이설련과위시재,연구선절설련편호색보취공예,사선출선절설련과적최가열탕온도급시간、최가호색제이급경화제。결과표명:항배혈산、반광안산화록화납도유억제갈변적효과,단항배혈산적호색효과최호。최우공예삼수위:설련과편경열탕처리(70℃,1min)후,용랭수충세력간,의차침포우1%항배혈산용액,0.1%록화개용액각10min,료액비위1∶1.5 g/mL,량간후장설련과편방입보선대중밀봉,4℃저온저장,획득안색、경도、저취과당함량등지표균이상적설련과편。

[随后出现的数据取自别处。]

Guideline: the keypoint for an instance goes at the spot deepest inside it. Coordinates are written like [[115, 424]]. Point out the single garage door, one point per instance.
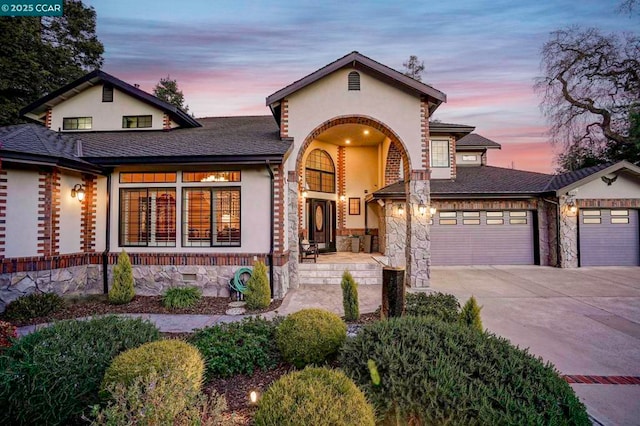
[[483, 238], [609, 237]]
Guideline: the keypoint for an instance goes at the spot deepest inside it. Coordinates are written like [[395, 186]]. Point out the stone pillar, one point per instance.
[[418, 241], [568, 255], [293, 225]]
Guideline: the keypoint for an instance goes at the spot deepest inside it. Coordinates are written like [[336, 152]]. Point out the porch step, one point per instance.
[[331, 273]]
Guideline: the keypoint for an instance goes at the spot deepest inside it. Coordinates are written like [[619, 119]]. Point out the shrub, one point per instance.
[[310, 336], [314, 396], [151, 400], [33, 306], [433, 372], [238, 347], [7, 333], [258, 293], [122, 289], [54, 374], [442, 306], [181, 297], [350, 297], [470, 314]]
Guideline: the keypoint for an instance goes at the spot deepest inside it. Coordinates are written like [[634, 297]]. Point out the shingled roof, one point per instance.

Taking fresh yacon as material ,the optimized temperature and time on blanching ,most effective color fixative and hardner were studied .The results showed that ascorbic acid,cysteine and NaCl were all browning inhibitors ,while the ascorbic acid had the best effect on inhibiting the PPO activity .The optimal technology parameters were as follows:The temperature and time on blanching sliced yacon were 70℃and 1min.After washed and drained off,the sliced yacon was soaked in 1% ascorbic acid solution and 0.1%calcium chloride solution successively for 10 min respectively,with the ratio of solid to solution 1∶1.5g/mL.After dried in air,the sliced yacon was packed and stored in 4℃to have ideal color,hardness and fructo-oligose content.